ABOUT
AI CRINGE BENCH
HOW THIS WHOLE THING WORKS.
THE PROMPT
"HOW CRINGE ARE YOU?"
That's it. No system prompt. No instructions. No examples.
Just that one message sent to each model. Responses are completely unedited.
THE ELO SYSTEM
WE RANK MODELS USING THE ELO RATING SYSTEM — SAME THING THEY USE TO RANK CHESS PLAYERS.

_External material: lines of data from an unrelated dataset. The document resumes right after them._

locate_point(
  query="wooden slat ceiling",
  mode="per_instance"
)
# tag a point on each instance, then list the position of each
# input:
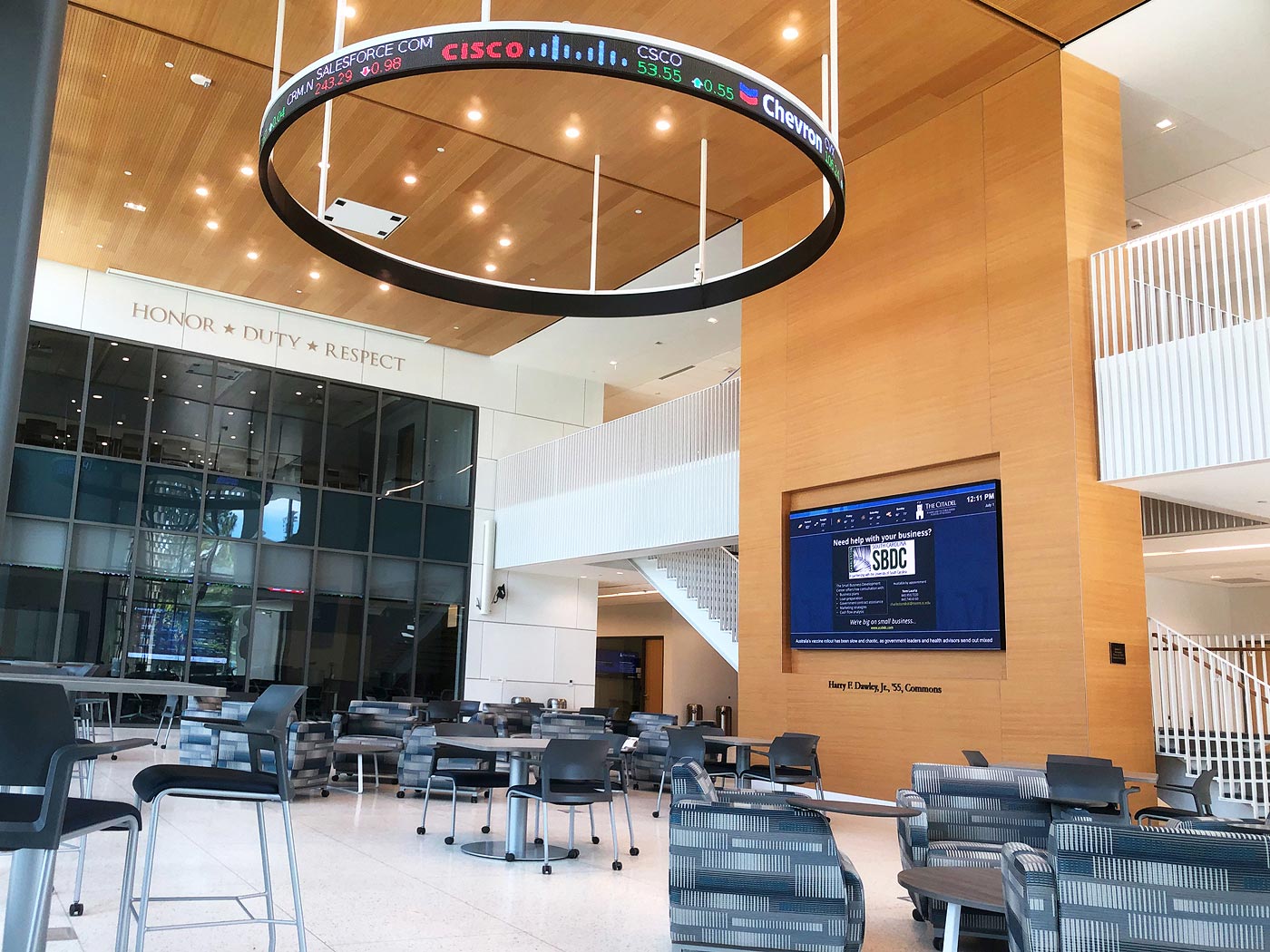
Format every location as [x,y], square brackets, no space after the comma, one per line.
[904,61]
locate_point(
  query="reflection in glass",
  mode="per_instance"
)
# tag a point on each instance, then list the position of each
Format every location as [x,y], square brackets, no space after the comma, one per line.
[295,435]
[450,454]
[239,419]
[289,514]
[108,491]
[171,499]
[41,482]
[337,634]
[232,507]
[93,621]
[349,438]
[28,612]
[53,387]
[346,520]
[403,428]
[114,414]
[178,425]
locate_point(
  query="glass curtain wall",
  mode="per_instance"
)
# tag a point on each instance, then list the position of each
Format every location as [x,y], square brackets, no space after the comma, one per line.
[181,517]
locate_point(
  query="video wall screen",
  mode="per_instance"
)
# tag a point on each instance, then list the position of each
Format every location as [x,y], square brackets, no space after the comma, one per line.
[920,571]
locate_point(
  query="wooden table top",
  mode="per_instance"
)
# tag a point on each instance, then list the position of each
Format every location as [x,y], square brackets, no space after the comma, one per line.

- - EVERY MODEL STARTS AT 1000 ELO
- - IN THE ARENA, YOU SEE TWO RESPONSES SIDE-BY-SIDE WITH NAMES HIDDEN
- - YOU PICK THE CRINGIER ONE — WINNER GAINS ELO, LOSER DROPS
- - K-FACTOR IS 32, SO RATINGS MOVE FAST
- - WE TRY TO MATCH MODELS WITH SIMILAR ELO FOR CLOSER FIGHTS
HIGHER ELO = THE COMMUNITY THINKS YOU'RE CRINGIER.
THE MODELS
HERE'S EVERY MODEL WE TESTED:
- Gemini 3.1 Pro
- Gemini 3 Flash
- Gemini 3.1 Flash-Lite
OPENAI
- GPT-5.3 Codex
- GPT-5.2
- gpt-oss-120B
- gpt-oss-20B
ANTHROPIC
- Claude Opus 4.6
- Claude Sonnet 4.6
- Claude 4.5 Haiku
XAI
- Grok 4
- Grok 4.1 Fast
OTHERS
- DeepSeek V3.2
- Qwen3.5 397B
- Kimi K2.5
- Mistral Large 3
- Llama 4 Maverick
- MiniMax-M2.5
- MiMo-V2-Flash
- GLM-5
- KAT-Coder-Pro
- Nemotron 3 Nano
HOW WE DID IT
WE COLLECTED ALL RESPONSES THROUGH OPENROUTER. EVERY MODEL GOT THE EXACT SAME PROMPT — NO SYSTEM MESSAGE, NO TEMPERATURE TWEAK, MAX 1024 TOKENS.
IS THIS SERIOUS?
NOT REALLY. BUT ALSO KIND OF.
WE'RE TREATING A DUMB QUESTION WITH REAL BENCHMARK RIGOR —
EVERYTHING'S OPEN, REPRODUCIBLE, AND HONESTLY PRETTY FUNNY.